Project Briefs outline the current state of affairs with respect to threats and opportunities to the environment and water supply, the objectives that each proposed response aims to achieve, and the steps required to advance each Priority Initiative. Each Project Brief is designed as a roadmap to guide the efforts of stakeholders through project activities and as a tool for informing government decision makers and international donor organizations about the Priority Initiatives.

September 2012

“In 2001, EcoPeace/Friends of the Earth Middle East
(FoEME) launched the “Good Water Neighbors” (GWN)
program to raise awareness of the water problems
shared by Palestinians, Jordanians, and Israelis. The
program identifies cross-border communities whose
mutual dependence on shared water resources is
utilized as a basis for cooperation on sustainable
water management. The project has created real
improvements in the water sectors of participating
communities. A decade ago, the project struggled
to identify 11 communities who would agree to
work together.
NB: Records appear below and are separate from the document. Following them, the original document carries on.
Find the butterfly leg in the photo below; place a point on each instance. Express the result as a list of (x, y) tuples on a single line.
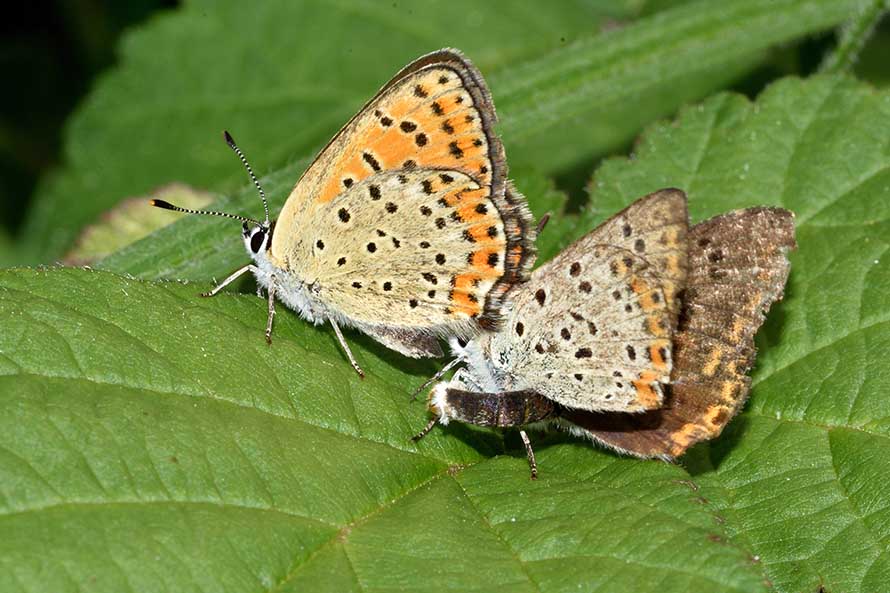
[(530, 453), (271, 293), (232, 277), (434, 378), (426, 429), (346, 349)]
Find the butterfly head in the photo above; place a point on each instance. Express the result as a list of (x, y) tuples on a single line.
[(257, 234), (257, 237)]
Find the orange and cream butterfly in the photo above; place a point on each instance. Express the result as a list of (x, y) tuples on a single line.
[(405, 226)]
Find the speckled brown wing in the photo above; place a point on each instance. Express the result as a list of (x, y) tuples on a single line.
[(592, 329), (737, 268)]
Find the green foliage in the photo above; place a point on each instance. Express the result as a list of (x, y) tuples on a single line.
[(151, 440), (283, 86)]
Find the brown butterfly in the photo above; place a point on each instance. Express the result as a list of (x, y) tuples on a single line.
[(638, 336)]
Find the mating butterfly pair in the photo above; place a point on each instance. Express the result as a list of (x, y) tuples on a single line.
[(405, 227)]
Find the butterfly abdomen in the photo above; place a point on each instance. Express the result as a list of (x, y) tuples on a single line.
[(503, 409)]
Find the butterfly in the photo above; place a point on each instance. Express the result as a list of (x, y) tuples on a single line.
[(405, 226), (638, 336)]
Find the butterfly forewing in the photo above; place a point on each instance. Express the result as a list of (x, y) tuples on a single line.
[(737, 268), (427, 140), (592, 329), (435, 251)]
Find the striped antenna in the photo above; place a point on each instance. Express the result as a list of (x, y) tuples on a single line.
[(168, 206), (231, 142)]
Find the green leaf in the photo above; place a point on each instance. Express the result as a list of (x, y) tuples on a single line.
[(284, 76), (151, 439), (130, 221), (800, 476), (149, 434)]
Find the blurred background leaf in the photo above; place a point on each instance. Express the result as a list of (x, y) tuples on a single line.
[(573, 81)]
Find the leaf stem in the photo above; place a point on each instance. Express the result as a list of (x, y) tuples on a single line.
[(853, 36)]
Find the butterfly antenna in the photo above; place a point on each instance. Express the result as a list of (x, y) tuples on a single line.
[(168, 206), (231, 142)]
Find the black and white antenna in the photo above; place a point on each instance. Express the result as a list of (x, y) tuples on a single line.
[(231, 142), (168, 206)]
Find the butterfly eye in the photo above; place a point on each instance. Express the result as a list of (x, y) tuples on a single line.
[(256, 242)]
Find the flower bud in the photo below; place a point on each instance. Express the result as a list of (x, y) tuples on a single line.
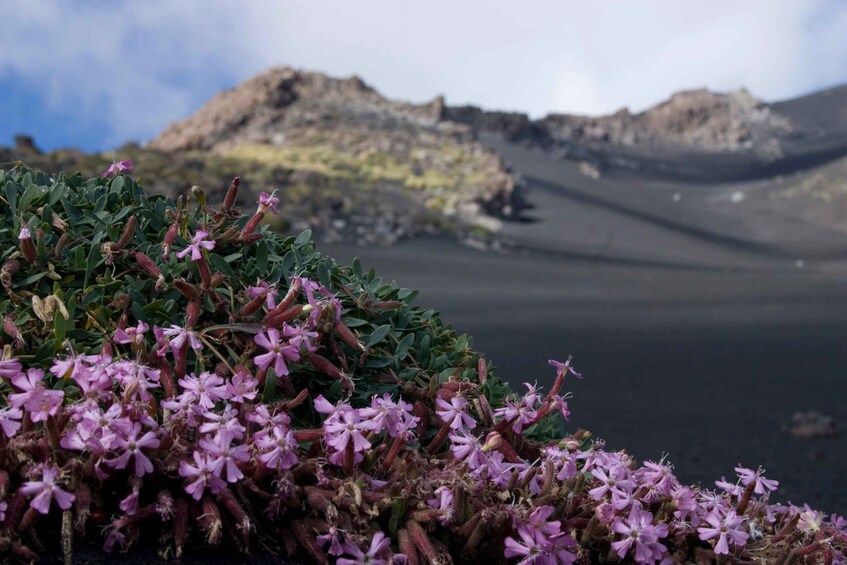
[(192, 312), (231, 194), (60, 245), (129, 231), (27, 245)]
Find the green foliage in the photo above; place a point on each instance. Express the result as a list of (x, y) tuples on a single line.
[(81, 268)]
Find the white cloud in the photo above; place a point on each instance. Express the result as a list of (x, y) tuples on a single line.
[(140, 65)]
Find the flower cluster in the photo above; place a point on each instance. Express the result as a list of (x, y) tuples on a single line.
[(329, 421)]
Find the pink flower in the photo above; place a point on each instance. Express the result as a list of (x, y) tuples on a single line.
[(226, 455), (132, 445), (278, 448), (207, 388), (455, 412), (124, 166), (749, 476), (522, 413), (396, 417), (36, 399), (725, 528), (614, 479), (638, 530), (203, 475), (197, 242), (46, 490), (536, 548), (345, 428), (277, 353), (468, 449), (10, 421), (226, 421), (242, 387), (10, 368)]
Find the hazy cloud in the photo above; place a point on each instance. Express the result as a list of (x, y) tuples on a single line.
[(136, 66)]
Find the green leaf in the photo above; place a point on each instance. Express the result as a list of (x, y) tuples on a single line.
[(262, 256), (403, 347), (378, 335), (60, 330), (31, 195), (90, 264), (117, 185), (303, 238)]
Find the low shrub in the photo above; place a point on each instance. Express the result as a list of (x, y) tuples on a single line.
[(178, 376)]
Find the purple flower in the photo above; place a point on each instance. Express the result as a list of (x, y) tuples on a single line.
[(277, 353), (725, 528), (10, 368), (226, 455), (658, 476), (615, 479), (535, 547), (345, 428), (379, 543), (731, 488), (468, 449), (749, 476), (46, 490), (10, 420), (455, 412), (278, 448), (197, 242), (385, 413), (522, 413), (124, 166), (226, 421), (207, 388), (36, 399), (640, 532), (202, 475), (242, 387), (132, 445)]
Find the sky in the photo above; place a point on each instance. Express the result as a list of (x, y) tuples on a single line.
[(95, 74)]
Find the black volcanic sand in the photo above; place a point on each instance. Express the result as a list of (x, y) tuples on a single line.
[(697, 332)]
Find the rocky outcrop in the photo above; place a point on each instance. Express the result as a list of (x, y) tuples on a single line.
[(270, 107), (695, 120)]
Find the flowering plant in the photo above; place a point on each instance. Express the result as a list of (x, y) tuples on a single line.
[(248, 392)]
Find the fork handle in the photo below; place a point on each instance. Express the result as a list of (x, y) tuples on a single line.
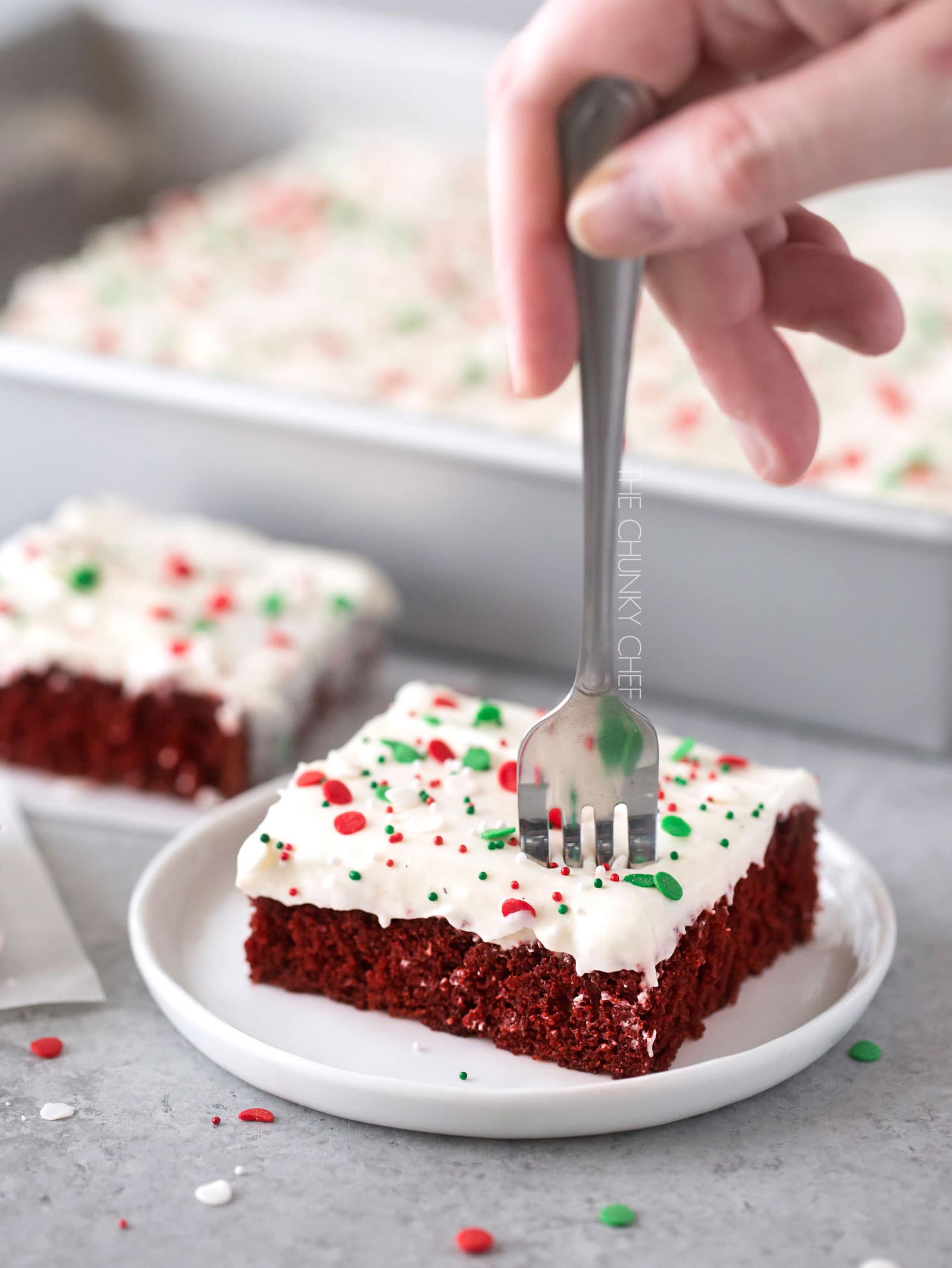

Today, it boasts 28 communities with
further expansion requested but limited by financial
constraints. Communities are grouped not only by a
shared stream or spring, but also according to larger
shared watersheds and aquifers, with 14 communities
sharing the Jordan River / Dead Sea Basin, and 14
communities sharing the Mountain and Coastal
Aquifer and Coastal Streams Watersheds.

“FoEME works with municipal staff and residents in
each GWN community to identify and address sources
of pollution, advocate for increased water supply, and
to find ways to answer the needs of our cross-border
communities through projects that protect the
shared environmental heritage. The GWN project’s
constituency of community residents, including
adult and youth activists, mayors, and municipal staff,
exerts enormous ‘bottom-up’ pressure on national
decision makers in order to generate the political
will needed to advance solutions at the national and
regional level…..

“Over the last ten months, FoEME staff reached out to
stakeholders, decision makers and funding bodies to
identify the priority projects needing advancement
in each community. In the first stage of this process,
FoEME brought together a core group of veteran adult
activists in each community with other stakeholders
to identify Priority Initiatives that respond to the most
immediate water and environmental challenges
facing the community. Special consideration was
given to issues relating to cross-border water and
environmental concerns and Initiatives that are likely
to reduce sources of tension between neighboring
communities and which promote efficient
management of shared water resources.”